When a mitigation project is proposed and approved, the big question is “How do we pay for it?” Often, the answer is a hazard mitigation grant.
“We have three grant programs,” said Gray, the first being the federal hazard mitigation program that may be activated statewide after a disaster. “Whenever we have declared counties for a disaster, we submit letters of intent to apply for a mitigation grants to every county emergency manager and flood plain manager in the state; that’s an open application period and give them the criteria and a time period to apply for a grant.”
Such grants are usually paid on a 75/25 percent split, 75 percent coming from the federal government, and 25 percent from the state or a local government.
“Then there are two competitive nationwide grants called pre disaster mitigation and flood mitigation assistance,” said Gray. “They come out every year and have different dollar figures with them.”
“Over the past decade, the mitigation program here as the Kansas Division of Emergency Management has invested $90 million toward mitigation projects and that consists of state, local and federal funds,” said Murdie. “The National Institute of Building Science said that for every one dollar spent on mitigation, it saves society six dollars. So, over the past decade, I’d say we successfully have reduced the state of Kansas loss by over $540 million. So, it’s a very effective program.
“If we have a message to our local counties,” said Murdie, “it’s to identify these projects that could be beneficial to them and let us know if they have interest and we can look at funding.”
Murdie noted that mitigation projects do not necessarily involve federal funding.
“Local jurisdictions identify mitigation projects all the time that they actively mitigate themselves without any federal assistance,” said Murdie. “The act of mitigating is a portion of planning. It’s simply the activities that look at preventing disasters or emergencies, decreasing the likelihood of their occurrence, or when they do occur and they’re unavoidable, reducing the loss.”
“I would say about 80 percent of the action items in a mitigation plan are not fundable underneath the federal grants that we administer at KDEM,” said Gray, “but local communities are still working to mitigate those action items.”

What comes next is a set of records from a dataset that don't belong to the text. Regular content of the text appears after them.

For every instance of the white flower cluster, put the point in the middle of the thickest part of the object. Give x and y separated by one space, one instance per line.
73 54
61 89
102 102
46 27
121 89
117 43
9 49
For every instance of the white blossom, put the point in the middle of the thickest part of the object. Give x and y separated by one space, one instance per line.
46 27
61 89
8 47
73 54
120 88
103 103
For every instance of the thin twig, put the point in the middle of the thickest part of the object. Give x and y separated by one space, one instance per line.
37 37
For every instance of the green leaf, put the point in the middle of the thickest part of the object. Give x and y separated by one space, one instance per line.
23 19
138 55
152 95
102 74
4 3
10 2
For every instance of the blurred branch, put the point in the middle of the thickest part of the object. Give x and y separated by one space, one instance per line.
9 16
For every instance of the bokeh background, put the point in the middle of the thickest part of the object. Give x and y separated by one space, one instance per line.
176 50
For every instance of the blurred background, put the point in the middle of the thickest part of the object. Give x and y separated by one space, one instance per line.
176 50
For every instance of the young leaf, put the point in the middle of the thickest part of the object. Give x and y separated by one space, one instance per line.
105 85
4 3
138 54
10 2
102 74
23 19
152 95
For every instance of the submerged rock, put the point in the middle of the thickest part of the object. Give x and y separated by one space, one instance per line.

Murdie indicated mitigation projects can even be done at the most basic, personal level, involving no outside funding at all.
“These include such simple things as buying home insurance or reducing vegetation around your homes,” said Murdie. “There are a lot of local activities that are performed without any federal or state assistance.”

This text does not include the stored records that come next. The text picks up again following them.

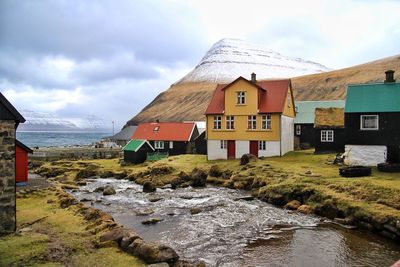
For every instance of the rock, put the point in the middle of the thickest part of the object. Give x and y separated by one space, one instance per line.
149 187
293 205
246 198
155 253
127 240
152 221
155 199
306 209
108 190
194 211
215 171
135 244
114 235
246 158
99 189
198 177
144 212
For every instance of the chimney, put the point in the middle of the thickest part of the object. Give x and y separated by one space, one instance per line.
389 76
253 78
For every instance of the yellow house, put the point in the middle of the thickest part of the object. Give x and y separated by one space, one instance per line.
250 117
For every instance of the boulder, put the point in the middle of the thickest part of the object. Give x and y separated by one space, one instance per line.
149 187
306 209
108 190
152 221
155 253
292 205
246 158
198 177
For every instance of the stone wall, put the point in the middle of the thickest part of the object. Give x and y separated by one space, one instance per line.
7 176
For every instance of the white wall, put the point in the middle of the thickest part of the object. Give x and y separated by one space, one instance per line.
272 149
214 150
364 155
287 134
242 147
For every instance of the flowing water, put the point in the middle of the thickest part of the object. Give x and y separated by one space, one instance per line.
230 231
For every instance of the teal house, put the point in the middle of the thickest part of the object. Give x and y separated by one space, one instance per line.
372 122
305 134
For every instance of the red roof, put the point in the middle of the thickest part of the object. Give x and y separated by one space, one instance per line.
272 96
164 131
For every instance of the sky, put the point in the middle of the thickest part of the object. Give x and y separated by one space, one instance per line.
111 58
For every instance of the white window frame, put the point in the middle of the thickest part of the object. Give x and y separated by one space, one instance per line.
266 122
262 145
252 122
217 122
298 129
241 98
159 144
223 144
362 117
230 122
327 136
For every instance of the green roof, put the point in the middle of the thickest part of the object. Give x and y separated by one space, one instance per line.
375 97
305 110
134 145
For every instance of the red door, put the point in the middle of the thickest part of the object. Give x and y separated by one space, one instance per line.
231 149
254 148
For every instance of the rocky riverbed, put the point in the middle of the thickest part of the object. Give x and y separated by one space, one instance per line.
226 227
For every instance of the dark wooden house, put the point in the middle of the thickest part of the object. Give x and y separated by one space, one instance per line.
372 122
9 121
136 151
174 138
21 162
329 130
304 131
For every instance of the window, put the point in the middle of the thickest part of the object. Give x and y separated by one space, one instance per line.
223 144
217 122
241 97
326 135
252 122
369 122
262 145
298 129
230 122
266 122
159 144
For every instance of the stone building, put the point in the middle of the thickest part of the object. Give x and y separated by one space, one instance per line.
9 120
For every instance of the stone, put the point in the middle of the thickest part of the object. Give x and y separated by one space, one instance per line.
149 187
194 211
306 209
292 205
198 177
151 221
109 190
155 253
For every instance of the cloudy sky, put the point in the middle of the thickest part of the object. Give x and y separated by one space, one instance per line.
111 58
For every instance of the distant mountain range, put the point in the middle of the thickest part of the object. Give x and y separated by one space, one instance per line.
187 99
41 121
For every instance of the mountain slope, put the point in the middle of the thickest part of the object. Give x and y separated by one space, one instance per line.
187 100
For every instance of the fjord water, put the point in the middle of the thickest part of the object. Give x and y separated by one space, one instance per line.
230 231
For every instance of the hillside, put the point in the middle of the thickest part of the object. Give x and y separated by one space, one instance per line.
187 100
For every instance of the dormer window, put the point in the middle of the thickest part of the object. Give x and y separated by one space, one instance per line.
241 97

Murdie encouraged families to conduct their own mitigation analysis.
“First do an assessment, what risks are you actually faced with,” he said. “Then create a plan for how you would react to all those. We encourage family preparedness plans in which you outline contacts for close family members, what medications family members may be on, simple things like stockpiling food or water in the event of a disaster.”
“Conduct exercises,” said Gray. “I have four children of my own. We conduct fire drills at home.”
Planning and mitigation. Two sides of the same coin, a coin found in the pocket of every branch of the Kansas Division of Emergency Management.
“All KDEM branches include an element of planning,” said Murdie, “so we work very closely with all of them.”
But Gray admits to being biased for his side of the coin.
“Some disasters are unavoidable, but I believe that emergency management starts with mitigation and ends with mitigation, because if you do good mitigation, you greatly reduce reliance on the other branches.”